Traditional ATP detection methods include fluorescence analysis, mass spectrometry, high Performance Liquid Chromatography (HPLC) and the like, but the methods have the disadvantages of complex operation, time consumption, expensive instrument and reagent, high cost, low sensitivity, incapability of in-situ detection in cells and limited application range.

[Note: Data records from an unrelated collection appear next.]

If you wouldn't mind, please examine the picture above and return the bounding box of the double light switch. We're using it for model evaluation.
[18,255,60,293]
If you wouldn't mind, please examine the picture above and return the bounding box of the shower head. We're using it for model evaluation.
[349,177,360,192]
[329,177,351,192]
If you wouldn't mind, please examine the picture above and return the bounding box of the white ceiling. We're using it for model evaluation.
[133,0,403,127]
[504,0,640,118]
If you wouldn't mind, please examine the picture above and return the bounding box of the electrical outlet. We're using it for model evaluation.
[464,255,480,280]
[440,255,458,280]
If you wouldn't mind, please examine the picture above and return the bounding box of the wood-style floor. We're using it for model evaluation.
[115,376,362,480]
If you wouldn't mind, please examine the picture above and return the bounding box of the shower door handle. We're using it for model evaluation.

Therefore, there is a need to establish an ATP detection method that is enzyme-free, highly sensitive, and highly specific.
Disclosure of Invention
In view of this, the present invention establishes a programmed nucleic acid self-assembly process with entropy driven DNA strand displacement dynamic loop for energy kinetic control, namely: the driving force of the whole reaction is derived from free energy released by enthalpy change of a system during DNA hybridization, and a double-chain complex and a fuel chain are designed through precise programming, so that a series of cascade strand displacement reactions of the double-chain complex and the fuel chain can be started by the existence of a trigger sequence, and the cyclic utilization of the trigger sequence in the hybridization-strand displacement-dissociation-rehybridization process is promoted. The entropy driving DNA strand displacement dynamic loop is organically combined with tetrahedron, one side of the DNA tetrahedron is used as a double-chain complex, an aptamer/trigger sequence complex is self-assembled at one vertex, ATP molecules can be specifically combined with the ATP aptamer, and the trigger sequence is released, so that the entropy driving DNA strand displacement dynamic loop is started, the DNA tetrahedron is used as a membrane-penetrating carrier, the entropy driving DNA strand displacement dynamic loop is used for realizing enzyme-free constant temperature cascade amplification of intracellular ATP, and further, in-situ detection of intracellular ATP in micro-nano scale can be realized, and the specific principle is shown in figure 1.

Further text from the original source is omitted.